Extracellular HMGB1 acts as an innate immune-mediator to enhance autoimmune progression and diabetes onset in NOD mice

Abstract

Objective: The implication of innate immunity in T1D development has long been proposed. HMGB1, an evolutionarily conserved chromosomal protein, was recently recognized to be a potent innate inflammatory mediator when released extracellularly.
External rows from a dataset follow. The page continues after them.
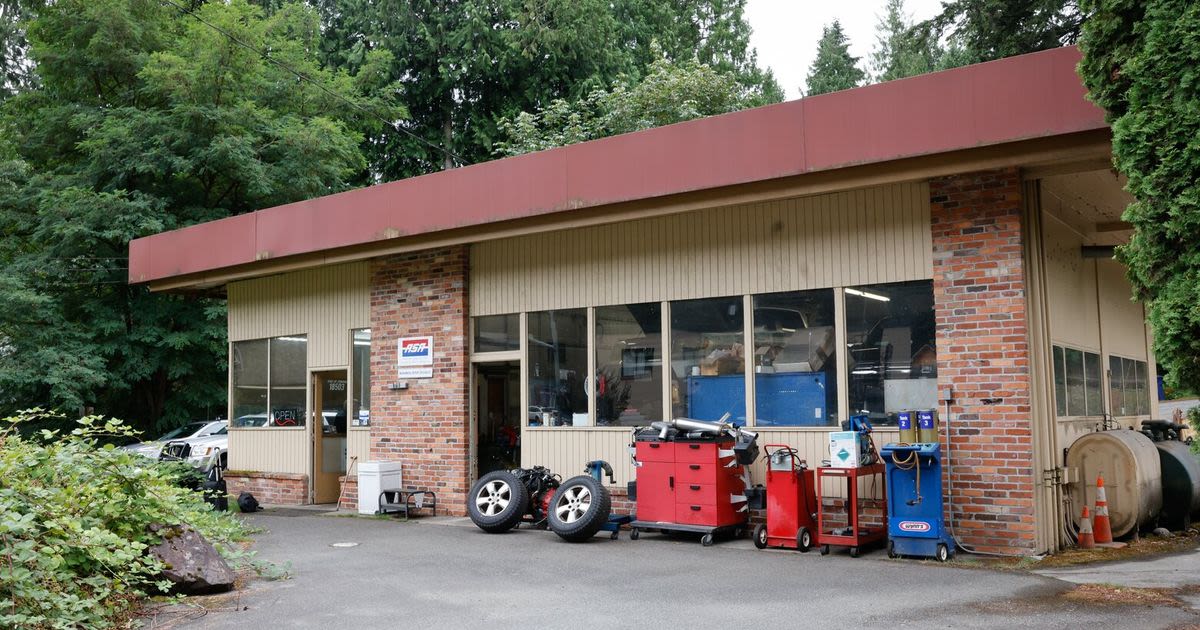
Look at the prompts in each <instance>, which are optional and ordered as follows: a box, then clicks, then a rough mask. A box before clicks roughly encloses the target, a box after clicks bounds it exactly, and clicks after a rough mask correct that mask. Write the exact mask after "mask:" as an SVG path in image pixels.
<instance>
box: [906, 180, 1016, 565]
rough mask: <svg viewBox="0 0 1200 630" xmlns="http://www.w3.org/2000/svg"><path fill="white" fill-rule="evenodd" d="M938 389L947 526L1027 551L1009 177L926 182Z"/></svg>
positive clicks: (1001, 551)
mask: <svg viewBox="0 0 1200 630" xmlns="http://www.w3.org/2000/svg"><path fill="white" fill-rule="evenodd" d="M929 194H930V204H931V215H932V216H931V218H932V238H934V239H932V240H934V302H935V311H936V316H937V385H938V390H940V391H943V392H944V391H946V390H947V389H952V390H953V397H954V401H953V403H952V404H950V415H949V418H946V408H944V403H943V407H942V409H941V412H942V415H943V418H942V421H943V422H947V421H949V426H950V445H949V455H950V462H949V463H950V466H952V467H953V479H950V480H948V481H950V482H953V498H954V506H953V518H954V521H953V523H954V529H955V533H956V534H958V535H959V539H960V540H962V542H965V544H967V545H970V546H972V547H976V548H978V550H979V551H988V552H998V553H1012V554H1028V553H1034V552H1036V550H1034V547H1036V538H1034V536H1036V529H1034V512H1033V492H1034V470H1033V425H1032V419H1031V415H1030V359H1028V336H1027V320H1026V313H1027V310H1026V292H1025V268H1024V258H1022V247H1021V184H1020V175H1019V174H1018V172H1016V169H1003V170H989V172H982V173H968V174H962V175H955V176H950V178H944V179H937V180H934V181H931V182H930V188H929Z"/></svg>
We sought to test the hypothessis that HMGB1 acts as an innate immune-mediator implicated in T1D pathogenesis.

Research Design and Methods: 8wk- and 12wk-old NOD mice were treated with an HMGB1 neutralizing antibody once a week till 25wk-old and monitored for insulitis progression and diabetes onset. The underlying mechanisms of HMGB1 regulation of autoimmune response were further explored.

Results: During autoimmunity, HMGB1 can be passively released from damaged pancreatic β cells and actively secreted by islet infiltrated immune cells. Extracellular HMGB1 is potent in inducing NOD DC maturation and stimulating macrophage activation. Blockade of HMGB1 significantly inhibited insulitis progression and diabetes development both in 8wk- and 12wk-old NOD mice. HMGB1 antibody treatment decreased the number and maturation of pancreatic lymph node (PLN) CD11c⁺⁺CD11b⁺ DCs, a subset of DCs probably associated with auto-antigen presentation to naïve T cells, but increased the number for PLN CD4⁺Foxp3⁺ regulatory T cells. Blockade of HMGB1 also decreased splenic DC allo-stimulatory capability associated with increased tolergenic CD11c⁺CD8a⁺ DCs. Interestingly, the number of CD8⁺IFNγ⁺ (Tc1) T cells was increased in the PLN and spleen after blockade of HMGB1, which could be associated with retarded migration of activated autoreactive T cells into the pancreatic islets.

Conclusion: Extracellular HMGB1 functions as a potent innate immune-mediator contributing to insulitis progression and diabetes onset.